Patients with multiple sclerosis (MS) change and discontinue disease-modifying therapies (DMTs) for a variety of reasons. Relatively little is known about the dynamics of these changes across different DMTs.

Objectives

This objective of this study examined patterns of DMT change, discontinuation, and restart in patients with newly diagnosed MS.

Methods

Adults with newly diagnosed MS were identified in the IBM MarketScan Commercial and Medicare databases. Eligible patients had ≥12 months of continuous enrollment prior to their initial MS diagnosis and ≥2 years of follow-up from January 2007 to October 2017. Patients with evidence of pregnancy or any malignancy during the study period were excluded. Up to 3 courses of DMTs were reported during a follow-up period of 2 to 10.5 years. Discontinuation was defined as having a gap in therapy of ≥60 days. Restarting was defined as reinitiating the same DMT after a 60-day gap.

Results

In total, 14,627 newly diagnosed MS patients were treated with DMTs and had ≥2 years of follow-up.
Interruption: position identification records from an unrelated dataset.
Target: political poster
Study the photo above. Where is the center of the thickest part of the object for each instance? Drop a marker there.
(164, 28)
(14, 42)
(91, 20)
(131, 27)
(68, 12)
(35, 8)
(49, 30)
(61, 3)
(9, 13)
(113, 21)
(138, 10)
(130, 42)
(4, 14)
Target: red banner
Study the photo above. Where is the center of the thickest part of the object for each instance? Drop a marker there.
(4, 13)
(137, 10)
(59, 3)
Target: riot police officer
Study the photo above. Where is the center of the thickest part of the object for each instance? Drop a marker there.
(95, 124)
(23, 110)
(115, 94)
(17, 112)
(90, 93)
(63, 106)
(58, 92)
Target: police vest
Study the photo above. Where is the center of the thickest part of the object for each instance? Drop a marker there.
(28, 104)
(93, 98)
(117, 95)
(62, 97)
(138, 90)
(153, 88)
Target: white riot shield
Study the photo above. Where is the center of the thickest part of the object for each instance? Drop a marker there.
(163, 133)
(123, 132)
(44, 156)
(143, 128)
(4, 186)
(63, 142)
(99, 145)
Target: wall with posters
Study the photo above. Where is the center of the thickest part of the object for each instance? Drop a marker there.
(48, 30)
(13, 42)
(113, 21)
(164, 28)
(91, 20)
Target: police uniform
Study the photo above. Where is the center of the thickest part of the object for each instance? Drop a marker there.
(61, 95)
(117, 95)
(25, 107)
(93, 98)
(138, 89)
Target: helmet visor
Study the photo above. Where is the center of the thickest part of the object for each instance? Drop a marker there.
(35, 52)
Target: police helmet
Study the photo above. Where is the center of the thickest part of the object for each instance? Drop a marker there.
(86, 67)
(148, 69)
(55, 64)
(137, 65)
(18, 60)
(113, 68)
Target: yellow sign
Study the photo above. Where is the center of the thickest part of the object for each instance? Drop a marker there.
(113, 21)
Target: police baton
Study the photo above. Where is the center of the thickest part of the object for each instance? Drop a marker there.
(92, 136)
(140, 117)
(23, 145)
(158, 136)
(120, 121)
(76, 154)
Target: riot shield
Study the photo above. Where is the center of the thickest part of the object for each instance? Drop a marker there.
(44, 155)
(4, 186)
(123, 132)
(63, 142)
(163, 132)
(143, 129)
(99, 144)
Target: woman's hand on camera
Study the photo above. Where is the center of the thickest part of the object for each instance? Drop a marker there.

Of these, 25% had 2 DMT courses and 27% had 3 DMT courses during follow-up. Half of treated patients discontinued their first DMT course, but 52% of those who discontinued their first course restarted the same DMT for their second course. Mean time to restart was 165 days (median: 93 days). Patients taking glatiramer acetate (GA) and interferon beta-1b (IFN β-1b) had the highest rates of discontinuation during the first DMT course (52% and 55%, respectively) and the highest rates of restart among those who discontinued (57% and 56%, respectively). Of all patients who discontinued, those taking oral DMTs (dimethyl fumarate, fingolimod, and teriflunomide) had discontinuation rates of 43%–50% and restart rates of 31%–38%. Natalizumab had the lowest rate of discontinuation (37%) and restart (20%). Among the 7,510 patients with any second treatment course, the overall discontinuation rate increased to 56% and the rate of those who restarted their second DMT as their third course increased to 56%. Similarly, GA and IFN β-1b had the highest discontinuation and restart rates among those with a second course.

Conclusions

Over 2 to 10.5 years of follow-up, treatment discontinuation and extended treatment gaps occurred frequently among DMT-treated patients with MS. Returning to the same DMT was surprisingly common.